Hello everyone,
Recently, I’ve been testing LTXV and scouring the web for methods to optimize its generation quality. Yesterday, I learned about this workflow that applies and compares the impact of STG during the txt2vid process. However, I couldn’t find any comparisons on how STG affects the quality of results in img2vid generation with a ready-made workflow. Therefore, I decided to write this post to share my findings and the workflow I’ve developed.
Regarding workflows, I’ve learned a lot from the selfless contributions of many people online. Most of what I know comes from these generous sharers. However, I’ve noticed that many shared workflows are quite complex—sometimes over-engineered and highly customized. This makes it harder for beginners like me to understand exactly what’s happening, and it also makes it more difficult to adapt parts of these workflows to create our own.
With that in mind, I wanted to create and share a workflow that is as clean and simple as possible, with minimal custom nodes. This way, you can quickly understand the process and easily adapt parts of the workflow for your own needs or use it as a foundation for creating your own.
Testing Method:
Select images with different resolutions and themes.

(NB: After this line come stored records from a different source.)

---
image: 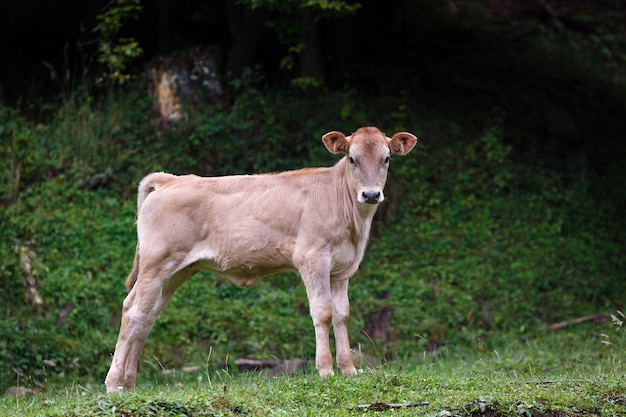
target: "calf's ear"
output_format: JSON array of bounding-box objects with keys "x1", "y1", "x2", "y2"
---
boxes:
[
  {"x1": 322, "y1": 130, "x2": 351, "y2": 154},
  {"x1": 387, "y1": 132, "x2": 417, "y2": 155}
]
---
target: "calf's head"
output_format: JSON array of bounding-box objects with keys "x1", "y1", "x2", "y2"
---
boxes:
[{"x1": 322, "y1": 127, "x2": 417, "y2": 204}]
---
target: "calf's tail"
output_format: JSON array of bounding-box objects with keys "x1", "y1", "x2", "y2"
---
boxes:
[{"x1": 126, "y1": 243, "x2": 139, "y2": 292}]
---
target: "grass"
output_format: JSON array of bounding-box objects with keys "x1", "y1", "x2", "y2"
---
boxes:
[{"x1": 0, "y1": 325, "x2": 626, "y2": 417}]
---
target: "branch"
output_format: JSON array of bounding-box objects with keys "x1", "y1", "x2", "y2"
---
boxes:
[
  {"x1": 550, "y1": 314, "x2": 606, "y2": 330},
  {"x1": 357, "y1": 401, "x2": 430, "y2": 411}
]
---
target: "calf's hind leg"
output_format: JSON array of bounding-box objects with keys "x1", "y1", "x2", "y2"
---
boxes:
[{"x1": 105, "y1": 264, "x2": 189, "y2": 393}]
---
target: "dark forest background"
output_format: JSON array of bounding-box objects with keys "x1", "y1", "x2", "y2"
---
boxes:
[{"x1": 0, "y1": 0, "x2": 626, "y2": 388}]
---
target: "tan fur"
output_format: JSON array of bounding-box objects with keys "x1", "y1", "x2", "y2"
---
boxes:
[{"x1": 106, "y1": 127, "x2": 416, "y2": 392}]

Use the workflow with fixed settings, and generate videos using seeds 42, 43, and 44, in sequence (no cherry-picking).
Conclusion:
The differences between the two methods aren’t significant. Overall, STG seems to slightly improve the video generation quality (based on my limited comparisons, of course; I encourage everyone to share their own findings).
Updated: It seems enabling STG slows down the inference speed by approximately 30%, from 0.75s/t to 1.1s/t on my setup.
Regarding prompts, I used Florence2 to generate captions for the images and then manually removed phrases like 'The image shows.' During the actual usage, I found that Florence2's captions are very suitable as prompts for LTXV img2vid, often resulting in high-quality video generation. I would like to thank @LatentDream and acknowledge his workflow. You can find the Florence 2 caption workflow in the compressed package.